Change sequence in SEQIO
1
0
Entering edit mode
4.3 years ago

Hi Biostars, I think I have a very basic question, for which however could not find an answer in web.

I need to read fasta using SeqIO, change sequence for every record, and then write new records to file using again SeqIO.

What I do is:

from Bio import SeqIO
import re
sequences=[]

for record in SeqIO.parse("test.fasta", "fasta") :
record.seq = re.sub('[^GATC]', "", str(record.seq).upper())
sequences.append(record)

SeqIO.write(sequences,"output.fasta","fasta")

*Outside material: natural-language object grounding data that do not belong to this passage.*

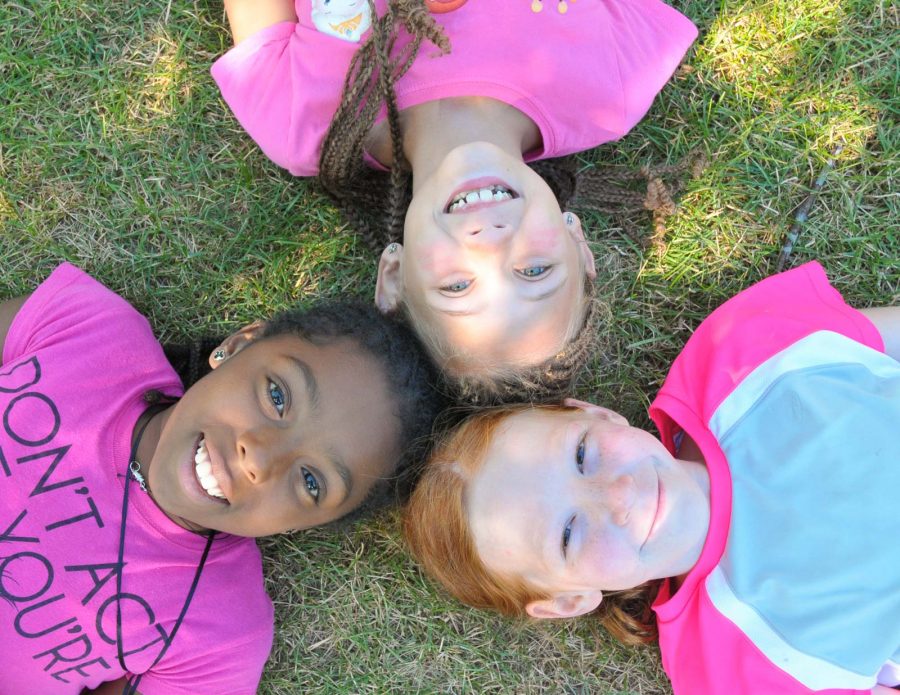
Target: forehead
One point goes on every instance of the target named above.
(506, 503)
(505, 329)
(355, 409)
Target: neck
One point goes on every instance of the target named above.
(433, 129)
(150, 439)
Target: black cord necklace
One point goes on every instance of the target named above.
(133, 470)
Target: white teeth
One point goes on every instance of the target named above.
(482, 195)
(203, 469)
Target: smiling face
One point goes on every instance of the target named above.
(577, 502)
(283, 434)
(490, 263)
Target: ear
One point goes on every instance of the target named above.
(565, 605)
(389, 284)
(573, 224)
(236, 342)
(597, 411)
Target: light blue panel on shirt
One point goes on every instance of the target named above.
(814, 542)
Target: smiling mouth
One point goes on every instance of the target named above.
(203, 471)
(485, 195)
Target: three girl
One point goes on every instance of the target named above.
(494, 276)
(757, 539)
(128, 504)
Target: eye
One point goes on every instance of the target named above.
(567, 534)
(276, 395)
(457, 286)
(312, 485)
(535, 271)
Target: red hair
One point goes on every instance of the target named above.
(436, 528)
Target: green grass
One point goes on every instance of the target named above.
(117, 153)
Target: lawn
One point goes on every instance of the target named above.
(117, 153)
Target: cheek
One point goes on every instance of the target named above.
(435, 259)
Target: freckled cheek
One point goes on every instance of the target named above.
(436, 259)
(544, 241)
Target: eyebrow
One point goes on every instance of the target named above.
(312, 386)
(312, 390)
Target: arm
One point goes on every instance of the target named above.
(887, 321)
(246, 17)
(8, 311)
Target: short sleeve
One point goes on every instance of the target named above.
(746, 330)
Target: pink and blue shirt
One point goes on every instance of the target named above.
(585, 77)
(795, 407)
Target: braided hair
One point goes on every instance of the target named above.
(375, 205)
(411, 377)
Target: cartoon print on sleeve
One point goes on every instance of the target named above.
(561, 6)
(344, 19)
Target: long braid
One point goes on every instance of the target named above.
(371, 77)
(375, 205)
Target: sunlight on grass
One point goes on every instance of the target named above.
(165, 81)
(761, 47)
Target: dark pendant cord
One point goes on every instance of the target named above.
(132, 684)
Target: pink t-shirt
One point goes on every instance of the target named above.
(75, 365)
(794, 406)
(584, 77)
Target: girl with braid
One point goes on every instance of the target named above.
(128, 503)
(460, 97)
(756, 539)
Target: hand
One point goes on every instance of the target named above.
(247, 17)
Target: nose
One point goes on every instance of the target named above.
(483, 229)
(262, 454)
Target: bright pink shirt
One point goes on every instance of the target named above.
(75, 365)
(584, 77)
(787, 393)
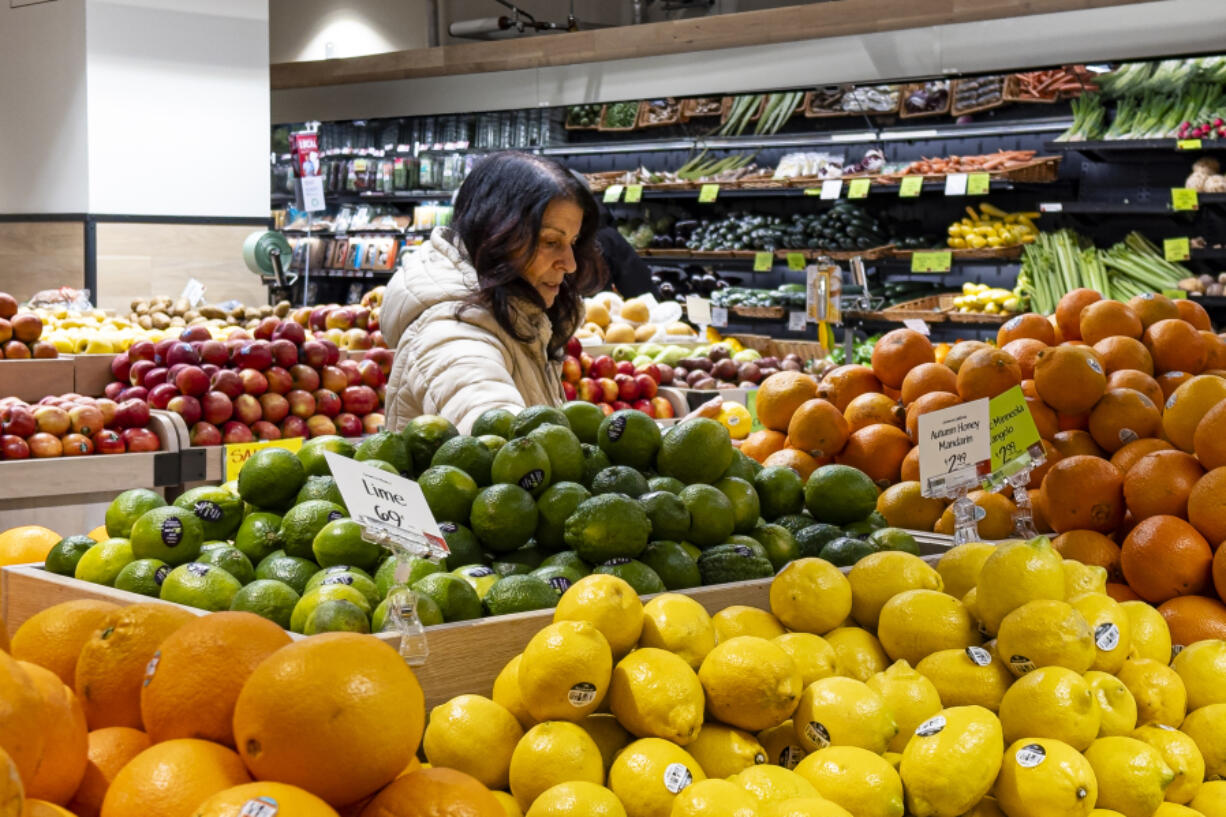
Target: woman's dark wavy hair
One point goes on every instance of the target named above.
(498, 215)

I get multiple errors running this code:

Traceback (most recent call last):
File "script.py", line 15, in <module>
SeqIO.write(sequences,"output.fasta","fasta")
File "/home/ghovhannisyan/Software/anaconda2/lib/python2.7/site-packages/Bio/SeqIO/__init__.py", line 481, in write
count = writer_class(fp).write_file(sequences)
File "/home/ghovhannisyan/Software/anaconda2/lib/python2.7/site-packages/Bio/SeqIO/Interfaces.py", line 209, in write_file
count = self.write_records(records)
File "/home/ghovhannisyan/Software/anaconda2/lib/python2.7/site-packages/Bio/SeqIO/Interfaces.py", line 194, in    write_records
self.write_record(record)
File "/home/ghovhannisyan/Software/anaconda2/lib/python2.7/site-packages/Bio/SeqIO/FastaIO.py", line 202, in   write_record
data = self._get_seq_string(record)  # Catches sequence being None
File "/home/ghovhannisyan/Software/anaconda2/lib/python2.7/site-packages/Bio/SeqIO/Interfaces.py", line 100, in _get_seq_string
% record.id)
TypeError: SeqRecord (id=TCONS_00000001) has an invalid sequence.

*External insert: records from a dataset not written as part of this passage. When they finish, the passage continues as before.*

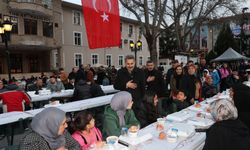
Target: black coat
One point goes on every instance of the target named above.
(84, 90)
(242, 102)
(189, 86)
(227, 135)
(157, 85)
(138, 77)
(80, 75)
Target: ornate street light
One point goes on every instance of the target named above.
(134, 48)
(5, 29)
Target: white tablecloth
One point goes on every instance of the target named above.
(194, 141)
(65, 93)
(79, 105)
(14, 116)
(10, 117)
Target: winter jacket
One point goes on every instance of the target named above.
(208, 90)
(84, 90)
(13, 98)
(138, 77)
(176, 83)
(178, 105)
(157, 85)
(215, 77)
(227, 135)
(111, 125)
(58, 86)
(87, 140)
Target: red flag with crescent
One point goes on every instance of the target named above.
(102, 21)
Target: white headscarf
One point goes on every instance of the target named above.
(119, 103)
(223, 109)
(47, 123)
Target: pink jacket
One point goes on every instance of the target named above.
(87, 140)
(224, 72)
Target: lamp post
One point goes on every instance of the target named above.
(134, 48)
(212, 32)
(5, 29)
(242, 34)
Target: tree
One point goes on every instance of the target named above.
(225, 40)
(150, 14)
(167, 43)
(182, 15)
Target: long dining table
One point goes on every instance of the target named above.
(45, 95)
(186, 121)
(10, 117)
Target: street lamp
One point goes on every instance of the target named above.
(242, 34)
(134, 48)
(5, 29)
(212, 32)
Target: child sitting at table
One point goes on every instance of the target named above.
(179, 102)
(85, 132)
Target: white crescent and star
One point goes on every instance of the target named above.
(104, 16)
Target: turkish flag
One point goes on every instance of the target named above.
(102, 21)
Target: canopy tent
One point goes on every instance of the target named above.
(230, 55)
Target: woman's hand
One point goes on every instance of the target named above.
(61, 148)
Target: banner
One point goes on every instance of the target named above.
(102, 21)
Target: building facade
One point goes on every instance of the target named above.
(36, 33)
(207, 33)
(75, 47)
(48, 34)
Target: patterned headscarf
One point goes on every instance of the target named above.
(47, 123)
(119, 103)
(223, 109)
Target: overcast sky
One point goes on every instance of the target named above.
(122, 13)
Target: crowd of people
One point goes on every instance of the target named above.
(145, 95)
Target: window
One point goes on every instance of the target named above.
(47, 3)
(78, 60)
(120, 60)
(120, 46)
(130, 30)
(120, 27)
(140, 31)
(140, 60)
(48, 29)
(78, 38)
(56, 60)
(16, 63)
(14, 20)
(94, 59)
(30, 26)
(108, 59)
(76, 17)
(34, 63)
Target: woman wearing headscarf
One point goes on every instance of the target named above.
(176, 81)
(227, 132)
(119, 114)
(48, 132)
(240, 94)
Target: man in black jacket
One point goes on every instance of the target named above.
(131, 79)
(154, 79)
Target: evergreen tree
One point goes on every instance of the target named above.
(225, 40)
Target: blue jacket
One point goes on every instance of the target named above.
(216, 78)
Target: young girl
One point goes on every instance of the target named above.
(85, 132)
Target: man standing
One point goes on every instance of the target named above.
(154, 80)
(131, 79)
(170, 72)
(36, 86)
(13, 99)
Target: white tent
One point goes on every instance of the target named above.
(230, 55)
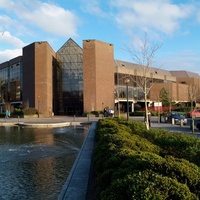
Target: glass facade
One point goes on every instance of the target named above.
(71, 59)
(11, 85)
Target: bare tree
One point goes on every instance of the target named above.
(144, 57)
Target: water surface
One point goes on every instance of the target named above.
(35, 163)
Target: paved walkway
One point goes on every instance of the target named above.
(77, 186)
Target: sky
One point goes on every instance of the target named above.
(173, 25)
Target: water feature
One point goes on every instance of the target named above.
(35, 163)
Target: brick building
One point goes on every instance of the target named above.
(75, 80)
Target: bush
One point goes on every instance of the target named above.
(133, 163)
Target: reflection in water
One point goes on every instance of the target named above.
(35, 163)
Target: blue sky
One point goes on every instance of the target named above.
(174, 24)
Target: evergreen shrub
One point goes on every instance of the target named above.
(133, 163)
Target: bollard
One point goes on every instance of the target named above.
(172, 121)
(181, 123)
(192, 125)
(74, 118)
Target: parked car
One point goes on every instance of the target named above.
(177, 118)
(194, 113)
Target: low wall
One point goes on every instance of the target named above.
(76, 185)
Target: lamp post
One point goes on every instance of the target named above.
(127, 80)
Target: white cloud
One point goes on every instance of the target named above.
(94, 7)
(158, 15)
(9, 54)
(48, 17)
(8, 39)
(184, 60)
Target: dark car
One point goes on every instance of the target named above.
(177, 118)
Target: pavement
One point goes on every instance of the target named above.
(80, 183)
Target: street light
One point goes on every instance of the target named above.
(127, 80)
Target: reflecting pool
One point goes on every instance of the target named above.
(35, 163)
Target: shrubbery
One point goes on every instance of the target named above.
(133, 163)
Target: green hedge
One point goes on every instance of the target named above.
(132, 163)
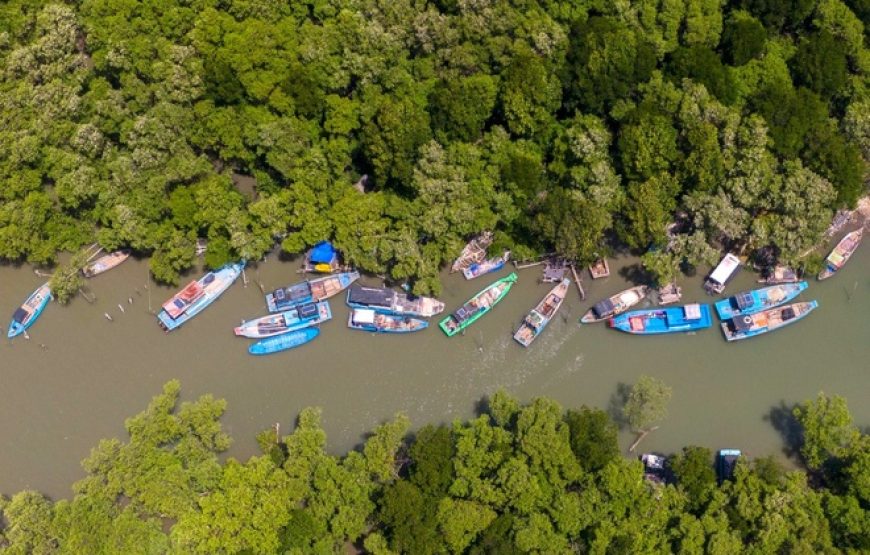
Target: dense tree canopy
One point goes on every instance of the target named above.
(566, 126)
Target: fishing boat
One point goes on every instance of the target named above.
(749, 302)
(615, 305)
(197, 295)
(366, 319)
(307, 291)
(298, 317)
(477, 306)
(284, 341)
(492, 265)
(780, 274)
(105, 263)
(389, 300)
(473, 253)
(676, 319)
(27, 313)
(750, 325)
(538, 318)
(841, 253)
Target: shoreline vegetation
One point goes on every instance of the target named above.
(517, 478)
(680, 130)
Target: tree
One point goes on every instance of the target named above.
(647, 403)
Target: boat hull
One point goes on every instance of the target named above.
(663, 320)
(223, 278)
(761, 299)
(454, 324)
(32, 308)
(283, 342)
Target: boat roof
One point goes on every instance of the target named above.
(726, 268)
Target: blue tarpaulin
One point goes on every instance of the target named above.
(323, 253)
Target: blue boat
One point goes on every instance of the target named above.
(197, 295)
(283, 342)
(28, 312)
(380, 321)
(750, 302)
(675, 319)
(314, 290)
(750, 325)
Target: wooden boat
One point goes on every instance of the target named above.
(298, 317)
(473, 253)
(29, 311)
(307, 291)
(780, 274)
(676, 319)
(388, 300)
(366, 319)
(841, 253)
(477, 306)
(197, 295)
(538, 318)
(722, 274)
(750, 302)
(750, 325)
(615, 305)
(492, 265)
(284, 341)
(105, 263)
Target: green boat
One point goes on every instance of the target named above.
(477, 306)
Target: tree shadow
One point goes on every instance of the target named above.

I can bypass SeqIO.write method by parsing list and creating file, but I am wondering what is the problem here. Thanks

SeqIO Biopython • 3.4k views
0
Entering edit mode

In order to provide closure for this thread it may be best to include @Peter's solution as an answer below (with the link attribution above) and then accept that answer.

2
Entering edit mode
4.3 years ago

"Biopython's SeqIO expects the SeqRecord object's .seq to be a Seq object (or similar), not a plain string. Try:

seq_record.seq = Seq(re.sub('[^GATC]',"",str(sequence).upper()))


For FASTA output there is no need to set the sequence's alphabet."